Charitable IRA Rollover opportunity ends Dec 31!
The Tax Relief Act of 2010 extended the popular IRA charitable rollover to transfers to charity, through December 31, 2011.In 2011 individuals 70½ and older can make gifts from an IRA to qualified public charities, and not be taxed on the withdrawal. The funds must be directly transferred from IRA accounts to the charities (ask your IRA custodian for special forms).
You won’t get an income tax deduction for the donation and this benefit only applies to IRAs and Roth IRAs. But it’s an efficient way to give or to pay off outstanding pledges. For example, if you transfer an IRA gift of $10,000 directly to your favorite charities you would pay no tax on the transfer. If you instead had taken the $10,000 as a required minimum distribution, at a 35% tax rate, you’d only have $6,500 left to give to charities. The direct transfer saves you taxes!
Requirements:
- You must be age 70½ or older at the time of the gift.
- Charitable distributions must be made from either traditional or Roth IRAs. Gifts from other Qualified Plans (401k, 403b, SEP, Keogh) are not eligible.
- Qualified distributions cannot exceed $100,000 per individual.

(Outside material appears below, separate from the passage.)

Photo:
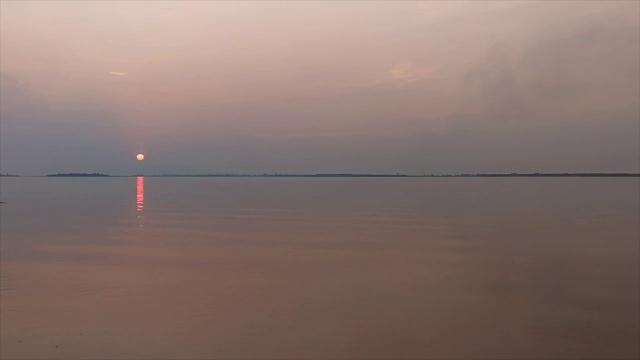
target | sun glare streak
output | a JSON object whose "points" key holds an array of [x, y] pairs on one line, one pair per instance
{"points": [[140, 193]]}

- Gifts must be outright. Distributions cannot be made to a donor-advised fund or supporting organization or to fund a charitable life-income agreement.

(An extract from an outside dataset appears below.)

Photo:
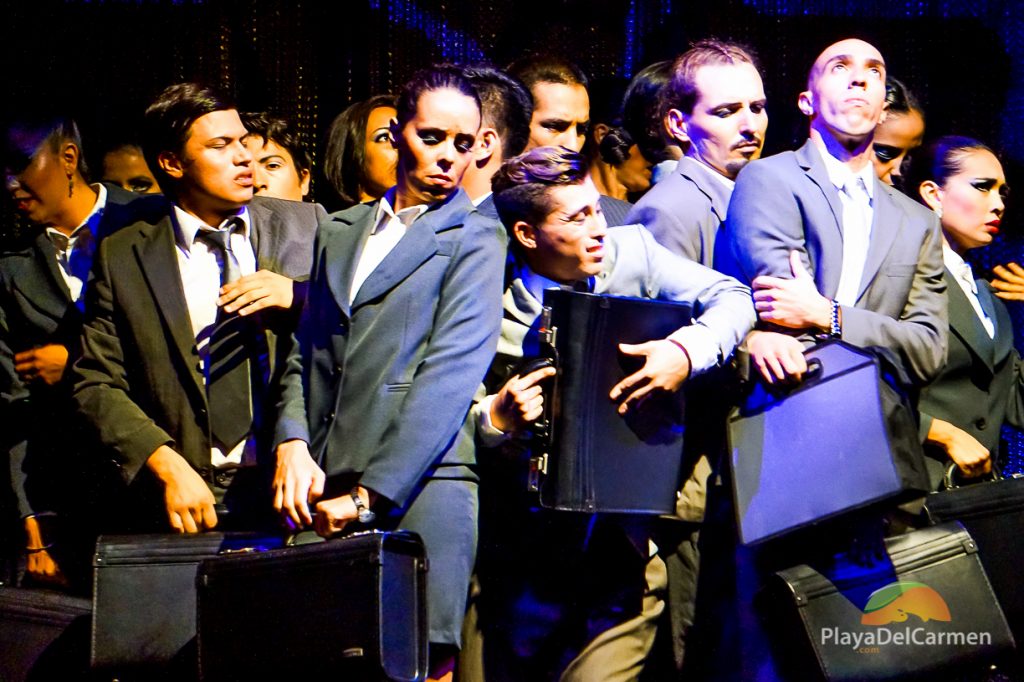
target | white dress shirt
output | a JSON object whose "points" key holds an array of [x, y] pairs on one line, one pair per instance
{"points": [[965, 278], [200, 270], [75, 252], [389, 227], [856, 196]]}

- The distribution is excluded from taxable income and may be used to meet all or part of the required minimum distribution.
How to make the transfer:
Contact your IRA custodian for directions on how to make the transfer. And please contact Margaret Ritchie about your gift or for assistance in the transfer.
This information is not meant as financial or legal advice. As always, consult with your attorney or tax advisor to see if this option is right for you.